A small boy with slicked-down hair wears a large talent-show sticker on his buttoned-up shirt. Someone (his mother or his grandmother, or perhaps even his great-grandmother) offers him a packet of potato chips, but he places a pudgy hand to his chest and shakes his head, eyelids fluttering. I smile and he hunches his little talent-burdened shoulders, sighs and kicks his box-fresh Nikes, which swing several inches above the floor.
Not proud of the fact that when crossing the road, I use fellow humans as a buffer from the oncoming traffic, but there it is: that’s the sort of person I am.
Over breakfast, Luke idly drops a bombshell, claiming the mirrors in the gym locker rooms are warped to flatter the beholder.
“But why would they make you look thinner?” I ask, dropping my spoon in a panic that the wide reflection I’d dismissed only yesterday as grotesquely distorted might in fact have been slimmed down, and therefore several degrees more forgiving than the reality.
“To make your workout seem immediately effective,” he says. “You see results, you keep coming back.”
“No, no, that doesn’t make sense.
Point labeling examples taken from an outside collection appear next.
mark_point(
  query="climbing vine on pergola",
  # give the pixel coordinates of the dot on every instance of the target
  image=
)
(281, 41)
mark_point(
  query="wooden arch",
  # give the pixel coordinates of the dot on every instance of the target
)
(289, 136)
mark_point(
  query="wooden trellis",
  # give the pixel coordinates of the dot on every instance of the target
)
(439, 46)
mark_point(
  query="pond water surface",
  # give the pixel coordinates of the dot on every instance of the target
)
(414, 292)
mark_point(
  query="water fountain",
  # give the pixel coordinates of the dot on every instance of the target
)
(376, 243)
If you look fatter, you’ll keep coming back, to lose weight. If you look thinner, you’ll quit: job done.”
“Why don’t you ask them?” says Luke, hands up. “I’m just a humble brain surgeon. What do I know?”
“Trainee,” I say, “and I’m not sure snipping aneurysms or whatever qualifies you as an expert in consumer psychology.”
“Clipping,” he corrects me. “Shit.” His eyes zigzag across his laptop screen. “There’s been a massive earthquake in Chile. Three thousand deaths and rising.”